Participation of CRISP proteins in gamete interaction and their potential use for male fertility regulation

COHEN DJ; MALDERA JA; WEIGEL MUÑOZ M; ERNESTO JI; GOLDEWEIC NM; CUASNICÚ PS

Barcelona, España

Congreso; 9th International Congress of Andrology; 2009

International Society of Andrology

Mammalian fertilization is a complex multi-step process mediated by different molecules present on both gametes. Epididymal protein CRISP1, a member of the Cysteine-RIch Secretory Protein (CRISP) family, was identified by our laboratory and postulated to participate in gamete fusion by binding to egg-complementary sites. Structure-function studies using recombinant fragments of CRISP1 as well as synthetic peptides revealed that its egg-binding ability resides in a 12 amino acid region corresponding to an evolutionary conserved motif of the CRISP family, named Signature 2 (S2). Further experiments analyzing both the ability of other CRISP proteins to bind to the rat egg and the amino acid sequence of their S2 regions showed that the amino acid sequence of the S2 is needed for CRISP1 to interact with the egg. In addition to this, recent results revealed that CRISP1 would also be involved in the previous step of sperm binding to the zona pellucida, identifying a novel role for this protein in fertilization. The generation of CRISP1 “knock out” animals showed that, despite a normal animal fertility, CRISP1-defficient sperm present an impaired ability to fertilize both zona-intact and zona-free eggs confirming the proposed roles of the protein in gamete interaction.

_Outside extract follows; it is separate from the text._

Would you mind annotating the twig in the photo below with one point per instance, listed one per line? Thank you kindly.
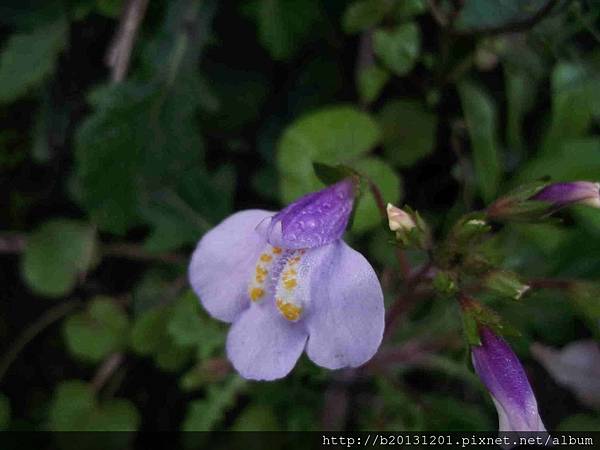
(44, 321)
(119, 52)
(105, 371)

The finding that immunization of rats with native or recombinant CRISP1 raises specific antibodies which inhibits not only sperm fertilizing ability but also animal fertility, supports CRISP1 as a good epididymal contraceptive target. Evidence indicated that human CRISP1 (hCRISP1), as its rodent counterpart, also participates in both gamete fusion and sperm-ZP binding. In view of the role of hCRISP1 in fertilization, immunization studies were carried out in male and female non-human primates. Results showed that hCRISP1 is immunogenic and that the produced antibodies specifically recognize the endogenous monkey protein, enter the male reproductive tract and interact with sperm. Altogether, the results obtained increase our understanding on the molecular mechanisms of gamete interaction and support the potential use of CRISP family members for the development of new and safer fertility regulating methods.